Lateralization Predictions for High-Frequency Binaural Stimuli

Revised Abstract The position-variable model [R.] is extended to describe the subjective lateral position of amplitude-modulated tones and bandpass noise, as well as other complex stimuli that are presented within spectral regions at which the binaural system appears to be unable to make use of cycle-by-cycle interaural temporal differences. Predictions of the model are based on the centroid of the crosscorrelation of the hypothetical auditory-nerve response to the stimuli, which is either calculated using analytical techniques or simulated numerically. The model of auditory-nerve activity, which is typically used to describe the response to stimuli at lower frequencies, also extracts envelopes of higher-frequency stimuli, as discussed previously by Colburn and Esquissaud. This information appears to be useful in predicting the lateral position of such high-frequency stimuli. Preliminary results indicate that the model is able to describe most of the ways in which the laterality of high-frequency AM tones and bandpass noise with low-frequency envelopes depends on modulation frequency, carrier frequency, and other stimulus parameters.
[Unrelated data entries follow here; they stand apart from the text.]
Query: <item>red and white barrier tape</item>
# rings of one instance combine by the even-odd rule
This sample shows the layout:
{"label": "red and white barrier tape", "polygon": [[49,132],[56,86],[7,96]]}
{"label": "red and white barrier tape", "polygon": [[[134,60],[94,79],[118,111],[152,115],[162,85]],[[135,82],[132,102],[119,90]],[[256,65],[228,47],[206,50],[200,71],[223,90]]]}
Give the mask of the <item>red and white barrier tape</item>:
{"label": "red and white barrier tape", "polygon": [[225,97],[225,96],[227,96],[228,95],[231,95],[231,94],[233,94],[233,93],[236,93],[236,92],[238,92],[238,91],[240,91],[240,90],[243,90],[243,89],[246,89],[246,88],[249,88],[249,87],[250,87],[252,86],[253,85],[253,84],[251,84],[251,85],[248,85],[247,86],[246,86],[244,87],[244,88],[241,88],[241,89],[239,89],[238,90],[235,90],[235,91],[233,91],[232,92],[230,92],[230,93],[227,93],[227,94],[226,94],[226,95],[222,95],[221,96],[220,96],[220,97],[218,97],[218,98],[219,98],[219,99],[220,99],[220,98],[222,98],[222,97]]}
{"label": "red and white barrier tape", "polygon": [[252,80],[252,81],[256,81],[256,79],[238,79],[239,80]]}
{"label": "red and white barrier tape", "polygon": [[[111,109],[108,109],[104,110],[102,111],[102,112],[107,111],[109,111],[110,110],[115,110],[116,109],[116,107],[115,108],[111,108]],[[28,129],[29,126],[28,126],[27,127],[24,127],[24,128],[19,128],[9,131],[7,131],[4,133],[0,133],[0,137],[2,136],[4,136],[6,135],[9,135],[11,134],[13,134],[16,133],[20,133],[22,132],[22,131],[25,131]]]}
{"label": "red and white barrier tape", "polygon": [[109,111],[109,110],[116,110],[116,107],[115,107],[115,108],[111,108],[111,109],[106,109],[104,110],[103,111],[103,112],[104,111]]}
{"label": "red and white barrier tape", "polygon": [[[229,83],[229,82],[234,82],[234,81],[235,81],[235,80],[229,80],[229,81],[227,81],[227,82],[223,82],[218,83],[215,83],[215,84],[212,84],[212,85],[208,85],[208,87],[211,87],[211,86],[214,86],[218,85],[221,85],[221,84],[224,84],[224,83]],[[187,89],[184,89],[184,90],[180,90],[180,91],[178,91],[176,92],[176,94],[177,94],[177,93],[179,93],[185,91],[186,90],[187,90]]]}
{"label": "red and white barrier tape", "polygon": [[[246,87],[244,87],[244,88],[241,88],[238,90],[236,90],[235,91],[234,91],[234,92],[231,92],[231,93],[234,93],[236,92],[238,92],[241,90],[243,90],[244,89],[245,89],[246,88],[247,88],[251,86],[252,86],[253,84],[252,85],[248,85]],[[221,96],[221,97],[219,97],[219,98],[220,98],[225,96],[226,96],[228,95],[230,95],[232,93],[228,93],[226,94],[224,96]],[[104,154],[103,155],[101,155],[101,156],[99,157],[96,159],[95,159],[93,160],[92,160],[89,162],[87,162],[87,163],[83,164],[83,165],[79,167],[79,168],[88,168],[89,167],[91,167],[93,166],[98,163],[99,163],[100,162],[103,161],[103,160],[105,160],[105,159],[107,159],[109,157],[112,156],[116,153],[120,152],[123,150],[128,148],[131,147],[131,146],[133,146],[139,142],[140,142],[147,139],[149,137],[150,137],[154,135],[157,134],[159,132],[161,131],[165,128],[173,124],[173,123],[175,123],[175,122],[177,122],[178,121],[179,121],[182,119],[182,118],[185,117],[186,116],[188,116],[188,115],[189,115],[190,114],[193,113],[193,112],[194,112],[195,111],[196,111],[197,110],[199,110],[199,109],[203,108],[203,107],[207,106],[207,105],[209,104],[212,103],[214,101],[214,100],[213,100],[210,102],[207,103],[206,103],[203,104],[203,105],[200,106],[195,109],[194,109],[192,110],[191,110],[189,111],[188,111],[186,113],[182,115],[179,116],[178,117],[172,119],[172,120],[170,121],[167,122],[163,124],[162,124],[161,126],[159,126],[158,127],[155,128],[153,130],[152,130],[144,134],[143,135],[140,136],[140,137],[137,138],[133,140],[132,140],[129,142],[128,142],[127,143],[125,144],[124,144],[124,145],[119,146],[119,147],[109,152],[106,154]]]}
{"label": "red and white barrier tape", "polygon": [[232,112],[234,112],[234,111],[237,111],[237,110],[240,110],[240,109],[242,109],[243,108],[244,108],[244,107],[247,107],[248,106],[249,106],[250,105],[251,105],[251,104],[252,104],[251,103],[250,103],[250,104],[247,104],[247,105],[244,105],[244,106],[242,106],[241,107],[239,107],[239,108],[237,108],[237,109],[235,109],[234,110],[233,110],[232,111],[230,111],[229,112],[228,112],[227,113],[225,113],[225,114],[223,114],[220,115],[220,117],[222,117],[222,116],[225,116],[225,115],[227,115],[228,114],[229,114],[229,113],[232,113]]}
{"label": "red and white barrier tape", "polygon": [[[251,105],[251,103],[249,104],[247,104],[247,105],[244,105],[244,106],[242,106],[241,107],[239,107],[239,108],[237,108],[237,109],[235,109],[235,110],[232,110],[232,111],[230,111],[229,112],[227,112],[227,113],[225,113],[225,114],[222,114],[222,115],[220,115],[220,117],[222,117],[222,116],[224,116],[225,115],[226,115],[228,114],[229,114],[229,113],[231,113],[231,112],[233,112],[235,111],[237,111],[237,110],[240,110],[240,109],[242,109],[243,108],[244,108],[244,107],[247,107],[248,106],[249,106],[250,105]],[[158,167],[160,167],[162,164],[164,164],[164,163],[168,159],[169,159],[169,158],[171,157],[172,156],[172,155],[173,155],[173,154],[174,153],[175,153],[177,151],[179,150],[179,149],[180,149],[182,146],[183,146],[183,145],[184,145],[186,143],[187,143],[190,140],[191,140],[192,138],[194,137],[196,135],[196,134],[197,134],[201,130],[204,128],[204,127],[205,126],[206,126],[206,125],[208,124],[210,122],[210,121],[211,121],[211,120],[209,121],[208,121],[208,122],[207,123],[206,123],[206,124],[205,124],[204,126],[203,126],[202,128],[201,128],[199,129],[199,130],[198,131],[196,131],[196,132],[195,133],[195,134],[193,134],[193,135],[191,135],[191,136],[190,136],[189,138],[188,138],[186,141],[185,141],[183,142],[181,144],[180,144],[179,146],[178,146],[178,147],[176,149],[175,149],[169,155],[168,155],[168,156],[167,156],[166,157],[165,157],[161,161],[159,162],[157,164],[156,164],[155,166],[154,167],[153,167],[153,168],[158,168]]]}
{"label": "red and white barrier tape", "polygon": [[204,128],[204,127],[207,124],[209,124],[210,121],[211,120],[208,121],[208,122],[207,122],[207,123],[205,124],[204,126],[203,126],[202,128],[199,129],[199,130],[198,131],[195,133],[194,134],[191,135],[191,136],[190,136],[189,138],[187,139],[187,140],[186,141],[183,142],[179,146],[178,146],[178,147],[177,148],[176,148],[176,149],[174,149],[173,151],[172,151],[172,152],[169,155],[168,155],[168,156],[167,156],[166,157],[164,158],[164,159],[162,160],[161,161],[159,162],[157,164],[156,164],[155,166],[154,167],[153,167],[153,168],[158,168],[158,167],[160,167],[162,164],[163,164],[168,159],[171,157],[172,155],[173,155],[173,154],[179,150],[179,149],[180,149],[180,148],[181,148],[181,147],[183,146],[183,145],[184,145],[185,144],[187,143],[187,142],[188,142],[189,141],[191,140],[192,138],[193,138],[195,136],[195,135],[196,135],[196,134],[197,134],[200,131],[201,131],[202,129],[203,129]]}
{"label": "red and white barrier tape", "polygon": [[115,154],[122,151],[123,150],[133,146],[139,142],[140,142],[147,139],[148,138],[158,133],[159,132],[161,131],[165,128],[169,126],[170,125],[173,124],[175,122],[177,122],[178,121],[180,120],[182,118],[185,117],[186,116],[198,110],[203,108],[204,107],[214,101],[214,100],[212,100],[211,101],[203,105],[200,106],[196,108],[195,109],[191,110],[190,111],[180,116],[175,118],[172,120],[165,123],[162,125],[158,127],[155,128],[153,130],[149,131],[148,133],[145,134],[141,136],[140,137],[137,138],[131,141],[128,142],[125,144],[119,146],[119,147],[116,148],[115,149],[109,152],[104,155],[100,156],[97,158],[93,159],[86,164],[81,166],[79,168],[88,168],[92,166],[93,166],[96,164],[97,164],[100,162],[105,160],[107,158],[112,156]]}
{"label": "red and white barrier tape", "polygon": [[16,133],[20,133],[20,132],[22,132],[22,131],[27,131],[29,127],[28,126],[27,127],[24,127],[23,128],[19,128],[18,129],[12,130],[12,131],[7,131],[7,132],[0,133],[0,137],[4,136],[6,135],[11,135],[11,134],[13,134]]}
The model also predicts the "dominant region" effect (describing the relative salience of interaural temporal cues at different frequencies), as well as counterintuitive reversals in lateralization of rectangularly-modulated bandpass noise stimuli. Important results not yet described by the model include the specific carrier frequency at which AM tones exhibit the greatest laterality with a fixed waveform delay, and the relative laterality of high-frequency AM tones and bandpass noise with narrow bandwidth.